10周年にあたり、変わったこと、変わっていないこと
――ちなみに、初めてマンガを描ききったのはいつ頃ですか?
オカヤ:いつだろう? 大学生の頃、友達の同人誌に描いた8ページのマンガがあるんですけど、それが初めてだと思います。『蟹』というタイトルで、蟹を食べているだけのマンガ。その時、マンガを描くのは8ページでもすごい大変だと思った記憶があります。
私の中にはさらっと描けるのがうまい人というのがあって、自分はウジウジ時間をかけて描いているわりにつまんねえなと。けど、中年になって自意識が飛んだのか、最近は描けばいいじゃんという感じですかね。相変わらずゲラを読むのは嫌だし、出版されてしばらくは読み返さないですけど。
――デビューから10年経って、その部分は変わらずですか?
オカヤ:そうですね。しばらく経てば面白いと思えるようになるんですけど、もう本当に嫌ですね。
――マンガは大変と思いながらも描き続けた10年ですよね。オカヤさんを創作に駆り立てたものって何だったんでしょう?
オカヤ:駆り立っているんでしょうか?(笑)
――駆り立っていない?(笑)
オカヤ:それこそ何か理由がなくても描いていいんじゃないかと。あとは、依頼していただいてありがたいなって気持ちは常にありますね。
――オカヤさんの作品は視点が独特ですよね。でも、理解できないとかではなく腑に落ちる。
オカヤ:クリシェが嫌い、紋切り型が嫌いというのはずっとあるかもしれません。でも、常套句は絶対に使わない!とかではないんです。あと、なるべく正直にと思っています。
――なるほど。だから、すっと入ってくるんですね。
オカヤ:人は「ふと空を見上げたり」はしない(笑)
――たしかに(笑)。

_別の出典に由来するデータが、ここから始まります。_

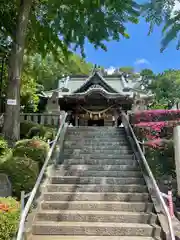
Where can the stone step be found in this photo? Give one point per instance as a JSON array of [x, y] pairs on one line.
[[96, 188], [98, 167], [96, 143], [99, 206], [95, 128], [95, 229], [96, 216], [87, 173], [96, 147], [95, 180], [102, 161], [96, 196], [97, 151], [98, 156], [72, 237]]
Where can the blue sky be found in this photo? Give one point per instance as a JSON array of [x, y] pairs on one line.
[[140, 51]]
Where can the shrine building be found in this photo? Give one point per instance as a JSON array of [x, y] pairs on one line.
[[97, 99]]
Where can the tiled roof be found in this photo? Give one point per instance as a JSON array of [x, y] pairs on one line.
[[117, 83]]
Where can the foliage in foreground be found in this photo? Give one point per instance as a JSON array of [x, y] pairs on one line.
[[34, 149], [9, 217], [158, 138], [22, 173], [30, 130]]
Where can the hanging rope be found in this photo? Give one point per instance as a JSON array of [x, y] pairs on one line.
[[96, 112]]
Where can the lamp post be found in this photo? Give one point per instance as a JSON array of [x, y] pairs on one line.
[[3, 57]]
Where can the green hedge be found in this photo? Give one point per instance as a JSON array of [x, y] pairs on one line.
[[22, 173], [35, 149], [9, 218], [30, 130]]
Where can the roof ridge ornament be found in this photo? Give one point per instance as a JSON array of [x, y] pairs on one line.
[[95, 69]]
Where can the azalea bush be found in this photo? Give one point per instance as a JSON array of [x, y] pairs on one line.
[[155, 127], [154, 116], [22, 173], [34, 149], [160, 157], [9, 217], [155, 130]]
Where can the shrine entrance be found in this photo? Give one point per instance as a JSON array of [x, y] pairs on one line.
[[99, 122]]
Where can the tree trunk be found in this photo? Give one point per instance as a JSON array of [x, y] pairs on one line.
[[11, 127]]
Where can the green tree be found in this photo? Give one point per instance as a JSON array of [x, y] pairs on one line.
[[157, 12], [166, 87], [42, 26]]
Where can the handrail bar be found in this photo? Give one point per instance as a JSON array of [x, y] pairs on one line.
[[38, 182], [152, 179]]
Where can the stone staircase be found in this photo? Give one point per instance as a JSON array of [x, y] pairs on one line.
[[96, 192]]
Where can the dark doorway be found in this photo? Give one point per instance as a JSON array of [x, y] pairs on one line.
[[98, 123]]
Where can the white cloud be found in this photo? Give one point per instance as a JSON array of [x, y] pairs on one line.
[[175, 8], [110, 70], [141, 61]]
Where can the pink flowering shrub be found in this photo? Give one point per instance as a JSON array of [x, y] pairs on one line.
[[155, 127], [155, 130], [154, 116]]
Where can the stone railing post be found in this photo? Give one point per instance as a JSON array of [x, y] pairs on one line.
[[176, 134]]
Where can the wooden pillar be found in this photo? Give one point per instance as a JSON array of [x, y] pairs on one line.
[[177, 155], [76, 120], [116, 117]]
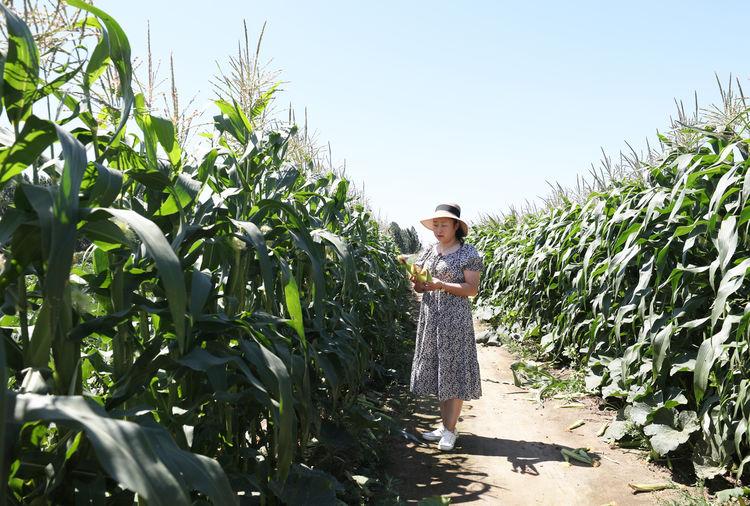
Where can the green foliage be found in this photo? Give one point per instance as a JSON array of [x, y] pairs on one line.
[[174, 331], [406, 239], [644, 286]]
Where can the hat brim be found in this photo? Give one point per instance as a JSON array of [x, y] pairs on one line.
[[427, 222]]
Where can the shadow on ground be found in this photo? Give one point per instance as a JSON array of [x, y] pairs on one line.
[[424, 471]]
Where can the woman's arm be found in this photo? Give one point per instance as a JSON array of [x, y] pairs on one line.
[[469, 288]]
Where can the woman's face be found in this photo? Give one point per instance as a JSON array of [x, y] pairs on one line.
[[445, 229]]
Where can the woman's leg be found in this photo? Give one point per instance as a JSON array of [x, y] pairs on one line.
[[450, 410]]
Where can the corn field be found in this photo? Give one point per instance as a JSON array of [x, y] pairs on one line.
[[643, 283], [178, 332]]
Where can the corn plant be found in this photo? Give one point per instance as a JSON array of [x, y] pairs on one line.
[[644, 285], [173, 332]]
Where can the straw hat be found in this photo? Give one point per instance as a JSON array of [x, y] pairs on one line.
[[447, 211]]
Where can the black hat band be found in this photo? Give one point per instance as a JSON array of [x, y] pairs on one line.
[[450, 209]]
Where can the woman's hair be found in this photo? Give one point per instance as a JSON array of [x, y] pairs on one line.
[[460, 234]]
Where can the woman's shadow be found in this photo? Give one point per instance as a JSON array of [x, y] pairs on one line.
[[425, 471]]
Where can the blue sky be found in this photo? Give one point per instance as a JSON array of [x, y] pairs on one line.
[[474, 102]]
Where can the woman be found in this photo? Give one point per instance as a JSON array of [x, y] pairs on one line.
[[445, 358]]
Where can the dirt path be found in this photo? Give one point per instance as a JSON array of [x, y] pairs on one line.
[[508, 451]]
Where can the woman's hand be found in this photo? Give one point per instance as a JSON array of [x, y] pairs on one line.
[[434, 285]]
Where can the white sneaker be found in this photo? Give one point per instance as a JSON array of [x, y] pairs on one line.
[[434, 435], [448, 441]]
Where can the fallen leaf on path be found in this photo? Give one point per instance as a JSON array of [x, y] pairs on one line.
[[650, 487], [576, 424]]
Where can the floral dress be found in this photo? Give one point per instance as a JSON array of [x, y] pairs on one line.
[[445, 357]]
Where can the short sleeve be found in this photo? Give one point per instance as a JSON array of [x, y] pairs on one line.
[[472, 261]]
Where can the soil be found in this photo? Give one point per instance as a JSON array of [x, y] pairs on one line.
[[508, 451]]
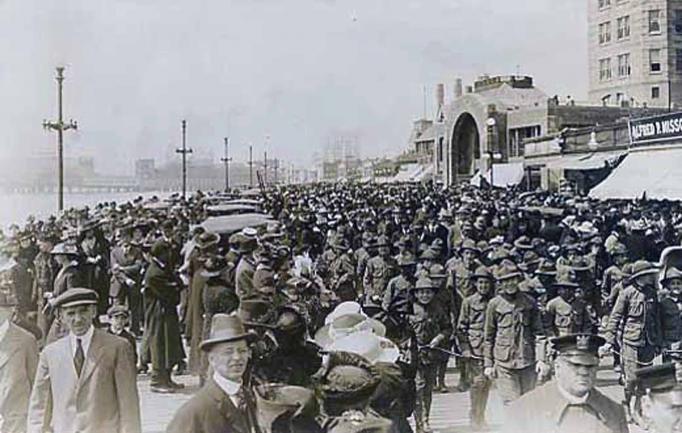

便利で、つい手癖で使ってしまう言い回しってたくさんありますから。
オカヤ:そういう言い回しに頼らなくても、みんなに伝わるようにできるんじゃないかと思っていて。なるべく正味のところを伝えたい、と思っています。
――使い勝手のいい言葉では言い尽くせないことが描かれているのがマンガですもんね。
オカヤ:自分が読む側のときも、それが快感じゃないですか。「ああ、こういう風に言ってもらえた!」みたいな。私の作品もそう思ってもらえたら嬉しいです。
◇プロフィール
オカヤイヅミ。1978年生まれ。東京都生まれ。独自の感性で日常を切り取った『いろちがい』で2011年にデビュー。著書に『すきまめし』『続・すきまめし』『ごはんの時間割1・2』『ものするひと1・2・3』『みつば通り商店街にて』ほか、人気作家へ理想の「最後の晩餐」について訊ねたエッセイコミック『おあとがよろしいようで』など。デビュー10周年を記念して、『白木蓮はきれいに散らない』と『いいとしを』を同時発売し話題になっている。